Re: ZFS + FreeBSD XEN dom0 panic

From: Ze Dupsys <zedupsys_at_gmail.com>
Date: Thu, 10 Mar 2022 17:46:21 UTC
On 2022.03.10. 17:40, Roger Pau Monné wrote:
> That's not expected. Can you paste the output of `xenstore-ls -fp`
> when you get those stale entries?
Yes, i can (xenstore_ls_fp.log), today i was stressing 12.1, 8GB RAM for 
10 hours.
I will power off all DomUs attach output of commands to this email.


> Also, what does `xl list`?
I attached xl_list.log, not to loose formatting due to email software. 
Added "sysctl -a -N | grep xbbd" as well, since there can be seen that 
sysctl variables exist.


> Also, can you check the log files at '/var/log/xen/xl-*.log' (where * is
> the domain name) to try to gather why the backend is not properly
> destroyed?
Those files seem not to be helpful, I have not seen different messages 
than those, i.e xl-xen-vm2-zvol-5.log.7:
Waiting for domain xen-vm2-zvol-5 (domid 486) to die [pid 11628]
Domain 486 has shut down, reason code 0 0x0
Action for shutdown reason code 0 is destroy
Domain 486 needs to be cleaned up: destroying the domain
Done.
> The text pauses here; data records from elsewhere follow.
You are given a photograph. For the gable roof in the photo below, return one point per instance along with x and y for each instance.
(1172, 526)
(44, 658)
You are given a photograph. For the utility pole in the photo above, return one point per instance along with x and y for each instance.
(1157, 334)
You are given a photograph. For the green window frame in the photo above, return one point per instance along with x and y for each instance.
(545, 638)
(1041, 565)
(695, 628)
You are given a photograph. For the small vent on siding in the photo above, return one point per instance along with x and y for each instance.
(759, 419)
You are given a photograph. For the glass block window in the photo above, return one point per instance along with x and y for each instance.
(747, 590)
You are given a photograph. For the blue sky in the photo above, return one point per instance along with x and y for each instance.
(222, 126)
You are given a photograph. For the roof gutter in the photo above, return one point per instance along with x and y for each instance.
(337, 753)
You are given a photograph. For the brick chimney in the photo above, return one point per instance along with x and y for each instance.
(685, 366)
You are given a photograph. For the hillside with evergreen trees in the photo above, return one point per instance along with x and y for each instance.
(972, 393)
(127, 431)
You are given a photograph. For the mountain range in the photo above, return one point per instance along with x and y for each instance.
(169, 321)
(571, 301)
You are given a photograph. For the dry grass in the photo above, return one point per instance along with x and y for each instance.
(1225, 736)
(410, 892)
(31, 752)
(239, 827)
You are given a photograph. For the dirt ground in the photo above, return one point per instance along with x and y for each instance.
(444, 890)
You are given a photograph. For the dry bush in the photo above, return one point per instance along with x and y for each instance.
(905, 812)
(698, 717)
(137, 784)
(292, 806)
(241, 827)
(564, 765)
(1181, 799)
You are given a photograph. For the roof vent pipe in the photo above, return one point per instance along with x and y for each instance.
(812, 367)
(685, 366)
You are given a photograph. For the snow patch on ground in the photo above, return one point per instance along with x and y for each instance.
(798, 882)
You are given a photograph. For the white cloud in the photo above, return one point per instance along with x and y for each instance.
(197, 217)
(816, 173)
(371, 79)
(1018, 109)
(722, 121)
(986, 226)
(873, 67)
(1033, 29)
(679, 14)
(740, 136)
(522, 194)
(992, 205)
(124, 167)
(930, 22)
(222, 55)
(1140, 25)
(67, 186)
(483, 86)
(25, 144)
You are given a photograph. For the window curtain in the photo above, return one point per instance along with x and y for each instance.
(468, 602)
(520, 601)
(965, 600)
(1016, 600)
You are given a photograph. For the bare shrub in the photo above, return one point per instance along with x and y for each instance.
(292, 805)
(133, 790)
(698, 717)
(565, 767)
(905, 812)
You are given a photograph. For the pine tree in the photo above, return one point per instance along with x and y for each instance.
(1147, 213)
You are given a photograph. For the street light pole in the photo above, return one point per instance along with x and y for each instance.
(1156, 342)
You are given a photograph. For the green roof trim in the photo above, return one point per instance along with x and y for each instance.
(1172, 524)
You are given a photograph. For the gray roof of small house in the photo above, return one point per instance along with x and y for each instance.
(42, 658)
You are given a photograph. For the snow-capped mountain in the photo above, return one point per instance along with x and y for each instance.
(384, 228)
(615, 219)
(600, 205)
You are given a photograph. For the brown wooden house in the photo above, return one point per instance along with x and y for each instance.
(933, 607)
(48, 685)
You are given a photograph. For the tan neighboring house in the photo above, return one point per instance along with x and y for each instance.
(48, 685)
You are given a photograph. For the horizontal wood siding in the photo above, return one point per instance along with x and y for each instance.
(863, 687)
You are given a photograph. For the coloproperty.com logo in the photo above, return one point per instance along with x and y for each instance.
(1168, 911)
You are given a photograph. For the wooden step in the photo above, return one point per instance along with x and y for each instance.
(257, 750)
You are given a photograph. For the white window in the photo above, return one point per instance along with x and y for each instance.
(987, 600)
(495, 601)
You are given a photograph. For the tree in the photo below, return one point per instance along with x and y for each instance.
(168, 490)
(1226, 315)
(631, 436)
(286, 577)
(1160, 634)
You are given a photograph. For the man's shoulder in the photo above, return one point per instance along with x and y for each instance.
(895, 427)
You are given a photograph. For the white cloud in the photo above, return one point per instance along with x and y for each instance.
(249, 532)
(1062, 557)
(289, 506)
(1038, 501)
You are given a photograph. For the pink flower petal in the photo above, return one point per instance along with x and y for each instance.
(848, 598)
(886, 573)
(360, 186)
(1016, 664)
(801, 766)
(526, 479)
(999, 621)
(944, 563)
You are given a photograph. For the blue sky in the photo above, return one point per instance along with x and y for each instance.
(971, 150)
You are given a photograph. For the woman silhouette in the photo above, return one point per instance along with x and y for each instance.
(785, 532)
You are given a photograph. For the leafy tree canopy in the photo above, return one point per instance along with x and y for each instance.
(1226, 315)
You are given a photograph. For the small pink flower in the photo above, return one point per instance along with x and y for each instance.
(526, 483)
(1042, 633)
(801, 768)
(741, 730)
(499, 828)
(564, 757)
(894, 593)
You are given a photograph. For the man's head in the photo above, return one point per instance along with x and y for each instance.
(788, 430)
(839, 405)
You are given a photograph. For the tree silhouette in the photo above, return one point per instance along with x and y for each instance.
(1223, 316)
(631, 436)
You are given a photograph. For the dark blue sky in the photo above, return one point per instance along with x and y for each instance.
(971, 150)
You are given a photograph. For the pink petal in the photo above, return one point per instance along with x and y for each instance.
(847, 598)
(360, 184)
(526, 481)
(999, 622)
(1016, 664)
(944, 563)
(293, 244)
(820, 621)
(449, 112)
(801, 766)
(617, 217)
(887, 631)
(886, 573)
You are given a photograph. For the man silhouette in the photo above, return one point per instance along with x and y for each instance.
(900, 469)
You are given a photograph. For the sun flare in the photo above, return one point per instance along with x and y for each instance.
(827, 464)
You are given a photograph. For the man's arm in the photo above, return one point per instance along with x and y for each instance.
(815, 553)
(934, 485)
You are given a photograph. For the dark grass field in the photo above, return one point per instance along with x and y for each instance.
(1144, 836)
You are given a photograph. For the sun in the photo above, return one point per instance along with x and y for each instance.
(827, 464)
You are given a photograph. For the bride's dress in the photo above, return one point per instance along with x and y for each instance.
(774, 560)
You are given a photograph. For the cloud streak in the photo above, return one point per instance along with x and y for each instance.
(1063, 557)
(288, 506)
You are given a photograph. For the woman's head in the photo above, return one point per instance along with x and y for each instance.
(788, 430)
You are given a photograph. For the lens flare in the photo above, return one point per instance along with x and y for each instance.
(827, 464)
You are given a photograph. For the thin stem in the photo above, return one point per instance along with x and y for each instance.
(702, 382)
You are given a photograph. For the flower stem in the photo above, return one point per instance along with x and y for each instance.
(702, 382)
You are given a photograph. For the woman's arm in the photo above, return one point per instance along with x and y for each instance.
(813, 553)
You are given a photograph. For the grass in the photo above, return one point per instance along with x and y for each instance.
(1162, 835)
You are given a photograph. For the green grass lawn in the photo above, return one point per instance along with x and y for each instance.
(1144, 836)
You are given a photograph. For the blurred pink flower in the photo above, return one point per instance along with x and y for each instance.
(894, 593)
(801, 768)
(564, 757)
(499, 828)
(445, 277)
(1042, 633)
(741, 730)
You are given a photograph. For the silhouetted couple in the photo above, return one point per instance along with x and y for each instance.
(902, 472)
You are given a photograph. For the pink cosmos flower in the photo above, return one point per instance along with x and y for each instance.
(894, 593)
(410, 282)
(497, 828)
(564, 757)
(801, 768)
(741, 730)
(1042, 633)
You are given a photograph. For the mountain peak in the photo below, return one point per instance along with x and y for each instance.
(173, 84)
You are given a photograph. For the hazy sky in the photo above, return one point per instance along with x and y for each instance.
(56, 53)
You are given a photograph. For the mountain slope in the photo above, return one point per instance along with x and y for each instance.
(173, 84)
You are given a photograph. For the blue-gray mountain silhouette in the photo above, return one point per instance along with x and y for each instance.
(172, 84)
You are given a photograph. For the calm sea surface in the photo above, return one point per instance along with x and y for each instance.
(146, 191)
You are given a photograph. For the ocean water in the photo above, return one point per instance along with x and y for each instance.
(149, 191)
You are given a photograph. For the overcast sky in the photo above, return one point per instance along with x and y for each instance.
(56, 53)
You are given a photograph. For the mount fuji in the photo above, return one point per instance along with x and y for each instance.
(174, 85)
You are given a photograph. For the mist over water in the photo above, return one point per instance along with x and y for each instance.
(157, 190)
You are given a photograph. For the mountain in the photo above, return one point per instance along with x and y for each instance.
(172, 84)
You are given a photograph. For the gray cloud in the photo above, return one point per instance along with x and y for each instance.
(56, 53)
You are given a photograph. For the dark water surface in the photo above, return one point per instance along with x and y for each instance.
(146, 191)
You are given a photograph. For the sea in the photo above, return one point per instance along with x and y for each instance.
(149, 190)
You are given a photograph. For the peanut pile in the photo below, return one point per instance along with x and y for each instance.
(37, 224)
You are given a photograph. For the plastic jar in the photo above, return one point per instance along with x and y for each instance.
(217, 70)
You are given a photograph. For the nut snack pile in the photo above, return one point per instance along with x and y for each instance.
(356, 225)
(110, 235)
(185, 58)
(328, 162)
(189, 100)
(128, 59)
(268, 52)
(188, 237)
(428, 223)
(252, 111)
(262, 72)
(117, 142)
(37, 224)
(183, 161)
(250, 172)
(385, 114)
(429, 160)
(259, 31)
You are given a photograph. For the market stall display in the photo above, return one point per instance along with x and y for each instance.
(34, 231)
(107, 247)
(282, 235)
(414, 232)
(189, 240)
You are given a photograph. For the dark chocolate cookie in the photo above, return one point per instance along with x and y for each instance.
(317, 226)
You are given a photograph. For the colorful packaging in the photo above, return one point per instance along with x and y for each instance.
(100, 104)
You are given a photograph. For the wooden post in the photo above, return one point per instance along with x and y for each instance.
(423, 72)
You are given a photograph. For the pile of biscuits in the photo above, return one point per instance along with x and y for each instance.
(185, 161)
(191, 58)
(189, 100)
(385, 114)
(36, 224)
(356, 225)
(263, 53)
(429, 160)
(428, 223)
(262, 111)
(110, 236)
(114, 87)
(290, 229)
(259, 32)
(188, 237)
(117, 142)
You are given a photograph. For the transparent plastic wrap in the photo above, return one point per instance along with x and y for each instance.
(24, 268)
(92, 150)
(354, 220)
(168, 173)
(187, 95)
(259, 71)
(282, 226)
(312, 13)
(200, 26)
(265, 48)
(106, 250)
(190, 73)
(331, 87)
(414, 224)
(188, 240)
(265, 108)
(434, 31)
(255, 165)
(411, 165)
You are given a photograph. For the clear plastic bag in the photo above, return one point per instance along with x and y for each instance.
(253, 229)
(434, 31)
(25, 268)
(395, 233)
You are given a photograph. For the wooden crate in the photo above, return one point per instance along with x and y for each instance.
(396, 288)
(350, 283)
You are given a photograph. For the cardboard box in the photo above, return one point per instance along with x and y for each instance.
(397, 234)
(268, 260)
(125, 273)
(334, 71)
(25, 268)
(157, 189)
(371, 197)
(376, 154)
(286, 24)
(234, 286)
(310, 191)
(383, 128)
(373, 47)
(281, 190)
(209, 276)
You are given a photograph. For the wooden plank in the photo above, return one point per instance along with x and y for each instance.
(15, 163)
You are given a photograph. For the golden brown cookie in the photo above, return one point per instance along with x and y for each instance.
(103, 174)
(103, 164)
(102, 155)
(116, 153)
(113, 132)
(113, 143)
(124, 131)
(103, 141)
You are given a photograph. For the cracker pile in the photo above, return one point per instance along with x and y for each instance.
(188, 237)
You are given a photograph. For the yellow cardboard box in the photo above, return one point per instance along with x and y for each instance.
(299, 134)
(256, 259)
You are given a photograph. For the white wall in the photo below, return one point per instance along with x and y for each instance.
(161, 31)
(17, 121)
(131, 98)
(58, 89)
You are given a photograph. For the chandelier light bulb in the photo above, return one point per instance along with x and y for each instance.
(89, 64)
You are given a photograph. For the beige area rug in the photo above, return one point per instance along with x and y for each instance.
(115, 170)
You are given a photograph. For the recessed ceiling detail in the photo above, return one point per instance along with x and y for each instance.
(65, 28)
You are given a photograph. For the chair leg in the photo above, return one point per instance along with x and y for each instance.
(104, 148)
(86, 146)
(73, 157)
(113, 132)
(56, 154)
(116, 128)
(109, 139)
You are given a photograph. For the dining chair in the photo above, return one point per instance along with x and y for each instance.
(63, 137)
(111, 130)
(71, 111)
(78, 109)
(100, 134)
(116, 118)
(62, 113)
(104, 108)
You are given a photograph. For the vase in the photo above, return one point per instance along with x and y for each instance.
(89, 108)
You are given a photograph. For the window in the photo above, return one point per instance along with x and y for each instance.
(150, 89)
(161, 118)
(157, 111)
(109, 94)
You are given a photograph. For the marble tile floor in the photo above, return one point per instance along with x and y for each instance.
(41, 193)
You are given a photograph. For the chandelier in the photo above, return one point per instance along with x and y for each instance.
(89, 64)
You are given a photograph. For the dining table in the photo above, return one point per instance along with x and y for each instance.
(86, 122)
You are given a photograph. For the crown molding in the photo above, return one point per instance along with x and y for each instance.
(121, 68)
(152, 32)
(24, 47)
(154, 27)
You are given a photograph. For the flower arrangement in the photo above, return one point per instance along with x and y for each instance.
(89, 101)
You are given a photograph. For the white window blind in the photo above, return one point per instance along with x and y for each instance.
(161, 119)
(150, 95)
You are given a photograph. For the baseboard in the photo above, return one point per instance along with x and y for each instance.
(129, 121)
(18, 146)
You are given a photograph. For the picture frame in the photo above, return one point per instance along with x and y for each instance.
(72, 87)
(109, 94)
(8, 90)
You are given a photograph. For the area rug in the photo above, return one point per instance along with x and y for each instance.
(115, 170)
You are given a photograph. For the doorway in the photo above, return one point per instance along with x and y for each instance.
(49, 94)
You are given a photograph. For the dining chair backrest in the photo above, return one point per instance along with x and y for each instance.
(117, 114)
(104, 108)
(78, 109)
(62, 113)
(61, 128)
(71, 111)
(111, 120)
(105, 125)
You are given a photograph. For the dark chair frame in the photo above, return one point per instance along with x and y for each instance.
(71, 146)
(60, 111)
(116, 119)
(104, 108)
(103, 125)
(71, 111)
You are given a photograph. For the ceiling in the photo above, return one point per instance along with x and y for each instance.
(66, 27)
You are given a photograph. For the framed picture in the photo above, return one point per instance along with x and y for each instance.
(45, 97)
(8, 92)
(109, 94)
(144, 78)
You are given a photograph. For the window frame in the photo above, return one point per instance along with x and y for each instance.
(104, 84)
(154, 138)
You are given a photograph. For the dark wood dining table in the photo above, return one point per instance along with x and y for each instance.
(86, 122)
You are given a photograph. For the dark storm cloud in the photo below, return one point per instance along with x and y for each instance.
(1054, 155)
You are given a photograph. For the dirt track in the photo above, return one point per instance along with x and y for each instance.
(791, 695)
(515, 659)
Exiting now


BTW is it possible to disable automatic log file rotation in 
/var/log/xen? Or make it always append to single file so that no info is 
lost? Maybe there has been some info for domain ID 200 for example, it's 
just that i have never seen different messages there.


Same goes for qemu-dm-xen-* files, nothing eye catchy:
qemu-system-i386: -serial pty: char device redirected to /dev/pts/6 
(label serial0)
VNC server running on 0.0.0.0:5907
qemu-system-i386: terminating on signal 1 from pid 24773 (xl)


> Right, at some point you will run out of memory if resources are not
> properly freed. Can you try to boot with "boot_verbose=YES" in
> /boot/loader.conf and see if that gives you are more information?
Yes, i will add and see if some more info is available.


> Otherwise I might have to provide you with a patch to blkback in order
> to attempt to detect why backends are not destroyed.
Sure. I'll just have to learn how to compile Xen from source then. I 
think i saw somewhere a howto.

Which version of FreeBSD should i stress? 13.0? Or then it all must be 
built from current source?


> Since you stress the system quite badly, do you by any chance see 'xl'
> processes getting terminated? Background xl processes being killed
> will lead to backends not being properly shut down.
I wouldn't stress it so much if it behaved in the first place when the 
load was normal :)

I've never seen any process containing xl in it's name being killed, 
qemu-system-i386 have been OOM killed though, but on those instances 
usually VM just does not start or cleans up and is gone. And i've seen 
system panic without OOM kill messages.

For the crash cases on normal load, i just noticed that when that 
happened it was always when i had some sort of HDD load, but i never 
remembered how many VMs i had started or restarted. Thus i invented 
these stress test scripts in hope to find the reason why those crashes 
ever happened. I even would not mind if just DomU's would crash, as long 
as their HDDs are not corrupt and Dom0 stays stable and can auto reboot 
them.

As for tests, i've been experimenting in various ways to somehow 
understand if it is due to VM restart count, attached HDD count or data 
throughput on HDDs. But for now i'm going in circles, because sometimes 
panic happens early, but sometimes it happens between domID 2 to 3 
hundred or later and those non-deterministic cases are hard to locate.

Thanks!